Jack The Ripper (1959)

Starring Lee Patterson, Eddie Byrne, Betty McDowall, Ewen Solon, John Le Mesurier
Directed by Robert S. Baker & Monty Berman
(actor & director credits courtesy IMDB.com)

An American detective comes to Whitechapel to help the British police in their efforts to track down Jack The Ripper, and falls for the beautiful ward of a doctor who seems a strong suspect. 

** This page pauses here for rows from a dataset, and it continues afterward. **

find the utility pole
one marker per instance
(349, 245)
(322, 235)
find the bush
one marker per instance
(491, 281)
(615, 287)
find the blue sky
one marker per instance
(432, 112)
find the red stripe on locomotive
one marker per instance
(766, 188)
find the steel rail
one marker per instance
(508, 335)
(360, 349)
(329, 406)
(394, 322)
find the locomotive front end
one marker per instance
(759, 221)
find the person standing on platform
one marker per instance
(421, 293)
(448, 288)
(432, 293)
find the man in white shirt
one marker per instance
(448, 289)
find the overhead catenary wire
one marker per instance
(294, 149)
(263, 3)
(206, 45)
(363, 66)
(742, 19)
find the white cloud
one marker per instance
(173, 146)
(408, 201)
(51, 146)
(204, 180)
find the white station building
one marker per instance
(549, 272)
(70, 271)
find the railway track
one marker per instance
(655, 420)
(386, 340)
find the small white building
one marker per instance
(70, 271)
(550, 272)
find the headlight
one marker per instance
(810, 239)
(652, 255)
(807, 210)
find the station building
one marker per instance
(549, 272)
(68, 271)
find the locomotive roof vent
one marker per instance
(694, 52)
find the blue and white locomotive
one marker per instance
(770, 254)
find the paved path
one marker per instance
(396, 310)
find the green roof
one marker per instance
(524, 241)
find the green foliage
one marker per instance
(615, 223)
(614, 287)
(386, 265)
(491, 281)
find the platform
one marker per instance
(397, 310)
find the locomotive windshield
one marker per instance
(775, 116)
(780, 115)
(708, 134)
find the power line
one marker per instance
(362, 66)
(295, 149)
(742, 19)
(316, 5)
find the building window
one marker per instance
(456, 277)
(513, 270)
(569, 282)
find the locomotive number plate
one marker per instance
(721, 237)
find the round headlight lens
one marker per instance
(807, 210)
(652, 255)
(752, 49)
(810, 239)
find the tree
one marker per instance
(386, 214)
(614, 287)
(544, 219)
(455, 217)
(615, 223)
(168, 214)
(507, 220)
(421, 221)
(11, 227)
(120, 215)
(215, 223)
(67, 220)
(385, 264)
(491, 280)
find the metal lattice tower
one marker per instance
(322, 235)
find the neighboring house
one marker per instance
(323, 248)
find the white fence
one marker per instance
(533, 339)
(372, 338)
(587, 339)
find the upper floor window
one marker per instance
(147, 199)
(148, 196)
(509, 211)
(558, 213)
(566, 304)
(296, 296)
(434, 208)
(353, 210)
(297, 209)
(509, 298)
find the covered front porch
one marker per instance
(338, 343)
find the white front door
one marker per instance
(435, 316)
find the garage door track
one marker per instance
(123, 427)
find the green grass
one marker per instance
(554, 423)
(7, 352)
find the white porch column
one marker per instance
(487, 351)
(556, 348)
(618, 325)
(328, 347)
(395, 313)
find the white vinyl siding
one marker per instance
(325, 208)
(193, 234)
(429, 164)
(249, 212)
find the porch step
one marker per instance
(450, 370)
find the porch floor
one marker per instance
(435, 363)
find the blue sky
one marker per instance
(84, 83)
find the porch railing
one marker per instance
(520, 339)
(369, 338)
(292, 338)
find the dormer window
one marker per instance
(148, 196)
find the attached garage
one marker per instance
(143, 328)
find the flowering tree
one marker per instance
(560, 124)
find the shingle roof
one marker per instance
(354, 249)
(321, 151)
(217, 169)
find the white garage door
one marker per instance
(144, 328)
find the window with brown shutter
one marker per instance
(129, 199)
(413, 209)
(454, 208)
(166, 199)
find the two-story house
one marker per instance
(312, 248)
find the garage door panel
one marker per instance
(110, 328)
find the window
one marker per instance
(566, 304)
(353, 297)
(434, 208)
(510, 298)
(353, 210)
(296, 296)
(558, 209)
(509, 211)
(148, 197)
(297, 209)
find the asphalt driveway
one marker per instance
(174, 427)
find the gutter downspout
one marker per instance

Baker & Berman, who produced a number of British thrillers on film before doing the same on television, also photographed and directed this adaptation of the well known Ripper crimes, scripted by Jimmy Sangster.  According to the publicity for a recent Blu-ray release from Severin, some shocking scenes of nudity and violence were included in the film's initial release, although they weren't included in the print I viewed on Amazon Prime.  At any rate, the movie is much like other filmed versions of the story including The Lodger, The Phantom Fiend, and Man In The Attic, with bureaucrats pushing the police to solve the crimes, the requisite scenes of revealing dancers at a music hall, and murders staged in shadows, albeit with some twists and turns unique to Sangster's script.  I liked Eddie Byrne very much as the inspector determined to do his best while being besieged by his superiors and the riffraff of Whitechapel, and Solon and Le Mesurier are sharp and distinguished in character parts as doctors at the hospital where all the Ripper autopsies are performed.  The sets are quite good, there are nicely staged crowd scenes, and the music is effective.  It's an entertaining picture, not the best of its kind I'd say, but a fine effort regardless.